En bref

publié en ligne : 13 septembre 2013 dans Protocoles 74

Soins funéraires : plus d’excuses pour agir !

Dans un avis daté du 20 décembre 2012, le Haut Conseil de Santé publique (HCSP) recommande enfin la levée de l’interdiction des soins funéraires pour les personnes dont la séropositivité au VIH, au VHB et au VHC était connue. Le HCSP avait recommandé le maintien de l’interdiction dans un avis datant de novembre 2009, que nous avions dénoncé (voir Protocoles 69). Plusieurs années, où une discrimination intolérable a été maintenue, ont donc été perdues juste parce que le HSCP n’a pas consulté la société civile ni analysé ce que dit la science. Le nouvel avis corrige le tir. Seule fausse note : le HCSP semble toujours cautionner l’idée que le VIH serait contagieux. Quoi qu’il en soit, plus rien ne s’oppose maintenant à ce que le ministère de la santé passe à l’acte. Mais y a-t-il seulement quelqu’un au ministère de la santé pour s’intéresser aux droits des malades ?

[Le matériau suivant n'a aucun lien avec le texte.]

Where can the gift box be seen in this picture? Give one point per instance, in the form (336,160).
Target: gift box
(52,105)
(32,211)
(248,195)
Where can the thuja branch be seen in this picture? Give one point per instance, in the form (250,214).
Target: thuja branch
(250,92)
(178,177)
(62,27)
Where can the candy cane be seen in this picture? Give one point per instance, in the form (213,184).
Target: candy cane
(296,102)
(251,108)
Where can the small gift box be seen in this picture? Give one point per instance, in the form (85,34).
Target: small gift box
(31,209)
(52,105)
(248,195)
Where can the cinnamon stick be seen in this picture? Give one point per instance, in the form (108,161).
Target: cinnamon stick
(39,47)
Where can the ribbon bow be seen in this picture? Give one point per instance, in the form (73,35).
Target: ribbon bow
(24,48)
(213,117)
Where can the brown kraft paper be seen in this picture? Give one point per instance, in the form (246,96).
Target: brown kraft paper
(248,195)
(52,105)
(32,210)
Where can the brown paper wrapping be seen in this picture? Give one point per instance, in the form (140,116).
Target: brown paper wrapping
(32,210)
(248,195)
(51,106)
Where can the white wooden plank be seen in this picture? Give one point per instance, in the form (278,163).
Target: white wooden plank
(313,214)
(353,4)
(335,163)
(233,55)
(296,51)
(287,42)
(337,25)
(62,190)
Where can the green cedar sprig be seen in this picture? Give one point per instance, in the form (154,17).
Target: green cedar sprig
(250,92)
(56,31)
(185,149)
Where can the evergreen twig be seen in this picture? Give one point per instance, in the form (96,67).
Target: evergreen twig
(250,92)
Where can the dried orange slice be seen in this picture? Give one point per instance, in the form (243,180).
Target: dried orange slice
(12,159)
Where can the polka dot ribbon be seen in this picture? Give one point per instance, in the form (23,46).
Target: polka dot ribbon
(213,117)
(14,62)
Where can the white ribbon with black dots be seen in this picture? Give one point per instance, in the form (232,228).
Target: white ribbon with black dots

Autotests : avis positif du CNS

Le Conseil national du sida s’est prononcé en faveur de la mise à disposition des autotests. Il avait été saisi cet été par le Ministère de la Santé suite à l’autorisation d’un autotest (OraQuick Test) aux États-Unis. Le but de ce dispositif est de toucher des personnes actuellement éloignées des autres dispositifs de dépistage : il s’agit notamment de cibler « l’épidémie cachée » constituée par les personnes ignorant leur séropositivité, épidémie dont la dynamique induit un risque accru de transmission, notamment chez les gays, les migrantEs et les personnes précaires chez qui la prévalence est la plus inquiétante. Les autotests doivent être mis à disposition de manière réfléchie, et ne doivent pas faire oublier la complémentarité du dépistage avec le préservatif et l’adoption plus générale d’une démarche de santé sexuelle complète (adoption de comportements safe, dépistage des IST, régularité du dépistage VIH).

Médicaments : les ruptures de stock se multiplient.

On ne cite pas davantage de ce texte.